Der Masseverwalter und die erstrangig besicherte Pfandgläubigerin erhoben Widerspruch gegen die Forderungsanmeldung. Der Masseverwalter brachte vor, dass "die Masse hinsichtlich des Abstellplatzes ohnedies noch erfüllungsfähig sei" und stellte den Betrag S 200.000 der Höhe nach außer Streit. Die Pfandgläubigerin erhob Widerspruch, weil der Anspruch des Käufers, wenn er bestehen sollte, keine Sondermassekosten, sondern einen "allgemeinen" Anspruch der allgemeinen Konkursmasse gegenüber darstelle.

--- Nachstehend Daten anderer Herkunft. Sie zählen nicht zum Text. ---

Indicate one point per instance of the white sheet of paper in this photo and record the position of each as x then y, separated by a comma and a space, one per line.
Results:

Das Erstgericht wies im angefochtenen Verteilungsbeschluss ua dem genannten Käufer S 200.000 als Vorzugskosten nach § 49 KO zu. Den Masseverwalter und die Pfandgläubigerin verwies es zur Erledigung ihrer gegen die Berücksichtigung des Anspruches des Käufers erhobenen Widersprüche gemäß § 231 Abs 1 EO auf den Rechtsweg, weil der nicht übergebene Autoabstellplatz Teil des Kaufgegenstandes sei und sich deshalb der Anspruch des Gläubigers auf den Kaufgegenstand beziehe. Ob diese Forderung dem Gläubiger zustehe, hänge von der strittigen Tatfrage ab, ob der Masseverwalter den zweiten Autoabstellplatz noch übergebe bzw noch übergeben könne.

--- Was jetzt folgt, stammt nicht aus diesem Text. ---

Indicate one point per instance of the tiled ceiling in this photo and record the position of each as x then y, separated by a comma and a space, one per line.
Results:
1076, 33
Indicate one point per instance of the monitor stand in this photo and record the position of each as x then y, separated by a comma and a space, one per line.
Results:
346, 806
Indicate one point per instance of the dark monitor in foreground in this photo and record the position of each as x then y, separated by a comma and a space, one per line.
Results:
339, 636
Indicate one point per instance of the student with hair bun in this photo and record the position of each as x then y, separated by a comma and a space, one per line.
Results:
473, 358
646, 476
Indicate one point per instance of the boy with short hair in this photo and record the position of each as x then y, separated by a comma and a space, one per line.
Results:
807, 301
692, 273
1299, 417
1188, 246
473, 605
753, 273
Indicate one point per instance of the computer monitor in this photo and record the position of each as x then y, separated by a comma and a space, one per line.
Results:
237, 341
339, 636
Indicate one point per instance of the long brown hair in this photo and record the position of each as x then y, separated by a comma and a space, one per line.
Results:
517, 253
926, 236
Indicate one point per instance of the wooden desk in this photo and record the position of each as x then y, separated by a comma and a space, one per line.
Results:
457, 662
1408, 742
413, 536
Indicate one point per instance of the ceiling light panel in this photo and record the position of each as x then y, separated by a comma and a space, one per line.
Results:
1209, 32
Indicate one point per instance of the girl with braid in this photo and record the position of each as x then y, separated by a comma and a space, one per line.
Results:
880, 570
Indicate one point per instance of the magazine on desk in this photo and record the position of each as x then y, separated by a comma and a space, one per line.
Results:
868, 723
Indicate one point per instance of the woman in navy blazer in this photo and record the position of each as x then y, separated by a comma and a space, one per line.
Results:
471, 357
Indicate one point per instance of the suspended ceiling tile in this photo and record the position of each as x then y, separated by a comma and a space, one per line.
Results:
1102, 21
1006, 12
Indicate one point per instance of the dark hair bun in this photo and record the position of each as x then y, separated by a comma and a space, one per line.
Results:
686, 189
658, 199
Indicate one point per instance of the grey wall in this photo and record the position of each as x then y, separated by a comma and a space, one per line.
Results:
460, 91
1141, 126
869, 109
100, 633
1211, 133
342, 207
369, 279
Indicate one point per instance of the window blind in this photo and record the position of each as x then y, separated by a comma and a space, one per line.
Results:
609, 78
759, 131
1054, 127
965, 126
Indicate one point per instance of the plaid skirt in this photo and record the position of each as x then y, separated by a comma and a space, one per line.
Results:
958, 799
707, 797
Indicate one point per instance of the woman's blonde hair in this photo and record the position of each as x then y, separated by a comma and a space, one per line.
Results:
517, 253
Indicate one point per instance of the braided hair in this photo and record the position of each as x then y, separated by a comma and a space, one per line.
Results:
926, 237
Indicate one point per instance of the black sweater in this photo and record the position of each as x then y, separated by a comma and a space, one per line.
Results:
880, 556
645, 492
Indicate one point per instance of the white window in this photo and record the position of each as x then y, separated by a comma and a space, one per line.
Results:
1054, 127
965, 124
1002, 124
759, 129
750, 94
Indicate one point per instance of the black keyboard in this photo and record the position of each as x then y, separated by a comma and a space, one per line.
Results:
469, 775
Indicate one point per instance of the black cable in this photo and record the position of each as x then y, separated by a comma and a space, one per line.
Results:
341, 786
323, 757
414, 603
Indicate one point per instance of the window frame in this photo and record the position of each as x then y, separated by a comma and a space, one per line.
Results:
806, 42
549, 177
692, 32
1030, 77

Die Pfandgläubigerin bekämpfte diesen Verteilungsbeschluss, soweit darin die Forderung des Käufers von S 200.000 als Vorzugsposten gemäß § 49 KO berücksichtigt und sie zur Erledigung ihres gegen die Berücksichtigung dieser Forderung erhobenen Widerspruchs auf den Rechtsweg verwiesen worden sei.
Das Rekursgericht gab dem Rekurs mit ausführlicher Begründung nicht Folge und ließ den Revisionsrekurs zu, weil oberstgerichtliche Rechtsprechung zur Frage fehle, ob ein Anspruch des Käufers einer Sondermasse aus einer Störung in der Erfüllung des Kaufvertrages über die Sondermasse als Kosten der Verwertung der Sondermasse iSd § 49 Abs 1 KO anzusehen sei. Zusammengefasst vertrat es die Rechtsansicht, dass die Forderung des Käufers den Kosten der Verwertung der Sondermasse, die vorzugsweise zu befriedigen seien, zuzuordnen seien. Für die Zuordnung der Forderung des Käufers zu den Kosten der Verwertung der Sondermasse sei der enge sachliche Zusammenhang ausschlaggebend. Bestehe ein den Verwertungserlös mindernder Anspruch des Erwerbers der Sondermasse, so stehe den Absonderungsgläubigern nur ein entsprechend geminderter Verwertungserlös zur Verfügung. Den Erwerber einer Sondermasse mit einem Anspruch aus einer Leistungsstörung des Veräußerungsgeschäftes auf die gemeinschaftliche Masse zu Lasten der übrigen Gläubiger zu verweisen, wäre nicht sachgerecht.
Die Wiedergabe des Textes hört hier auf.